Zwischen der Registrierung im Immo-Shop mit Anerkennung der Datenschutzrichtlinien bis hin zur verbindlichen Notariatsbeauftragung sind folgende Zwischenschritte mindestens nötig und zwingend erforderlich:
- Auswahl eines Apartments
- Berechnung der Finanzierung/Rendite
- Erfassung der korrekten Käuferdaten
- Herunterladen der Verkaufsprospekte
- Empfangsbestätigung
- Verbindliche Reservierung des Apartments
- Bindende Notariatsbeauftragung
Die genannten sieben Punkte müssen genau in dieser Reihenfolge durchlaufen werden. Hinter jedem dieser Punkte liegen mehrere Prozesse.
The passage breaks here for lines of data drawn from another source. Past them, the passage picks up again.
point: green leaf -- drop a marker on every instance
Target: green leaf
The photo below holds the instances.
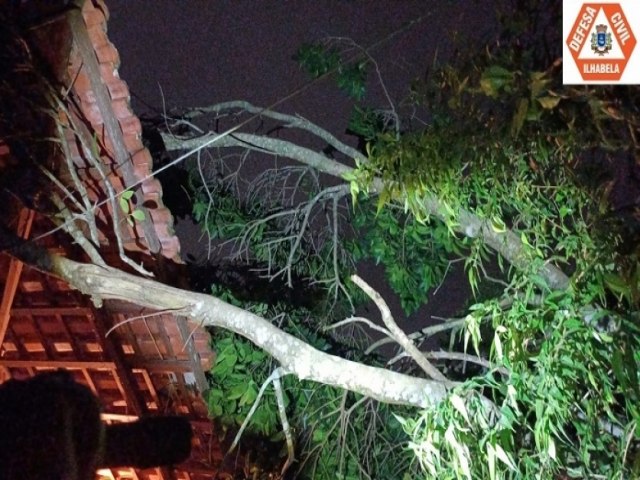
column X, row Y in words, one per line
column 138, row 215
column 549, row 103
column 127, row 194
Ein Beispiel: Es ist ratsam, eine Reservierung erst dann verbindlich zu bestätigen, wenn ein merklicher Betrag als Sicherheit auf ein Treuhandkonto überwiesen wurde. Der Zahlungseingang innerhalb eines bestimmten Zeitraumes kann automatisiert überprüft werden, nach definierten Fristen können Erinnerungen oder Eingangsbestätigungen per E-Mail verschickt werden und die Rückzahlung der Sicherheit bzw. ein Storno veranlasst werden.
Neben diesen Formalitäten sind ergänzend weitere Prozesse zur Führung und Beratung des Kaufinteressenten notwendig. Abhängig davon, auf welcher Station oder Stufe der Customer Journey er sich befindet, werden ihm Inhalte im Immo-Shop ausgespielt oder an ihn per E-Mail verschickt. Auch auf die ursprüngliche Kaufintention des Interessenten lässt sich der ausgespielte Content optimal abstimmen. Die Möglichkeiten der Personalisierung sind fast unbegrenzt.
Diese kurze Darstellung soll einen ersten Eindruck des Potenzials und der grundsätzlichen Idee der Digitalisierung des Vermarktungskonzepts vermitteln. Die genannten Vorteile greifen bereits, wenn nur ein Teil der Objekte über den rein digitalen Kanal vermittelt und abgewickelt wird, denn ein optimaler Verkaufsprozess auf traditionellem Weg verursacht durchschnittlich vier Stunden Beratungsaufwand und nachgelagerte Tätigkeiten für nur ein einziges Objekt. Hier sorgt die Skalierbarkeit der Automatisierung für spürbare Entlastungen. Einzelne Akteure auf dem Markt tasten sich an die Thematik heran, scheuen aber nach aktuellem Stand den letzten Schritt über kleine Pilotprojekte hinaus. Es wird spannend, ob die Branche selbst das Heft des Handelns in der Hand behält oder ein externer Disruptor den Wandel erzwingt.